FTX.US is moving into the non-fungible token (NFT) business with a trading platform for digital collectibles on the Solana blockchain.
On Monday, the U.S. wing of Sam Bankman-Fried’s crypto empire said its new marketplace, FTX NFTs, will allow users to trade, mint, auction and authenticate Solana-based NFTs. It plans to soon support NFTs on the Ethereum blockchain, the home to the bulk of non-fungibles trading.
The exchange’s prioritization of Solana instead highlights two realities: Bankman-Fried is heavily invested in the Solana ecosystem; and that ecosystem, while host to a handful of so-called “blue chip” projects, doesn’t yet have a juggernaut marketplace for NFT trading.
Instead, it features a scattered array of lesser-known marketplaces sometimes hosted by projects themselves. Solanart and Solsea both charge 3% sales fees. FTX.US says its new platform will charge 2%.

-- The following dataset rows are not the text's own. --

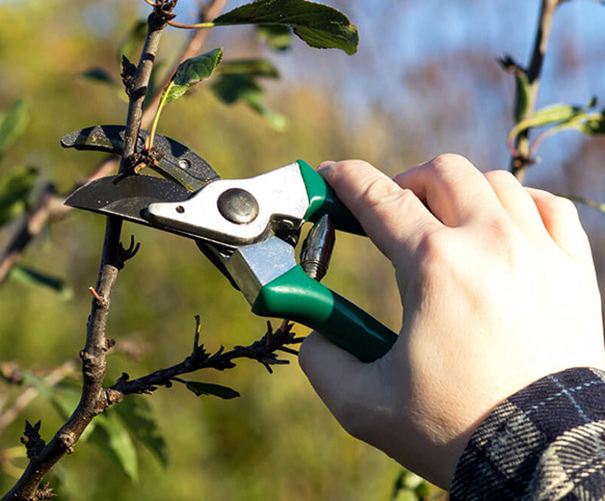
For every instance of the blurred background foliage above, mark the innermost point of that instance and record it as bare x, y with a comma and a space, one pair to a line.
425, 81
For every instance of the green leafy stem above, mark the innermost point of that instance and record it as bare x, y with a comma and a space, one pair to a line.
320, 26
558, 117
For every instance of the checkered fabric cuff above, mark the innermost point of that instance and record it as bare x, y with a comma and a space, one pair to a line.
546, 442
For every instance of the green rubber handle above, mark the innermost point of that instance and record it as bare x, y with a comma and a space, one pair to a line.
299, 298
323, 200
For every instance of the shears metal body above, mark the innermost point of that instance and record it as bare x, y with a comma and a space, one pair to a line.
247, 227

The choice could bolster Solana’s bid for a bigger slice of the NFT business. The blockchain is faster and cheaper to use than Ethereum’s is. That hasn’t been enough to convince the vast majority of NFT traders to move over, however.
FTX said it will support all Solana NFTs that follow NFT protocol Metaplex’s standard. It won’t allow users to list revenue-sharing projects and is capping artist royalty schemes at 40%.
FTX’s offering will be different from those found on Ethereum’s top NFT marketplaces, such as OpenSea. It is open only to users with an FTX account linked to their real-world identity, meaning an anonymous crypto wallet address won’t be enough.
The marketplace will also support credit card purchases and bank transfers, as well as crypto.
“If you look at every NFT marketplace, they’re all trying to achieve” a more seamless buying experience, said Fanny Lakoubay, who runs an NFT advisory service in New York.
Supporting traditional payment rails – just as DraftKings does through its tie-up with Polygon-based Autograph – is one part of that recipe.